2. Understanding Continuations and Execution Context
When calling the FS API and the async callback is run later, the continuation is the generic term for things scheduled to run later. The execution context can schedule any number of these things, such as QMicroTask, promises, callbacks, or process next take.
So when you're calling the FS API and that async callback is run later. You know, the continuation is kind of the generic term for those things that are scheduled to run later. Alright? Alright. So, as the execution context is running, it can schedule any number of these things, right? You know, if you're using QMicroTask, or promises, or callbacks, or process next take. All of these things are things that the current code, the current running code can schedule to run, you know, either just a few moments from now, later, you know, sometime later in the application. Whatever. But these things can get stacked up.
3. Understanding Async Local Storage
Async local storage allows us to associate contextual data with continuations. We can log unique request IDs without passing them explicitly through every function. This greatly simplifies passing information down, especially when we don't control the API.
Async local storage is about being able to associate contextual data with the scheduling of that continuation, right? So when the current execution context is running, we want to be able to set a context value. And then when that function actually does run later, we want to be able to recover that exact same value, right?
An example makes this a lot easier to see. All right. So in this particular case, what we want, this log function at the top is our use case. What we want is to be able to log something to the console that has a unique request ID. All right? So imagine that this is a server. Any time that request comes in, we want to create a unique ID for that request. And any time we have the console log output, we want to actually include that unique ID in that output. Right?
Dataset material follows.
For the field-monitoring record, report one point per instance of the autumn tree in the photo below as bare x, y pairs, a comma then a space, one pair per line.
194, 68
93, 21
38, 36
So the way that you have to do it up until local storage existed is you essentially had to pass that ID in explicitly through all your functions. Right? Or you had to attach it to something else. We've probably all seen the case where you take the request object and add properties and pass that through. That's very gross. Adding arbitrary properties to somebody else's object that you don't own is always a bit problematic. Right? And also, having to pass this property down through every function, even if you're not going to use it, just so you can have something like logging, is very cumbersome, very difficult to do, especially if you don't control that code. Right? All those functions that you have to pass through, if you don't control that, it makes it a lot more difficult to do. Right?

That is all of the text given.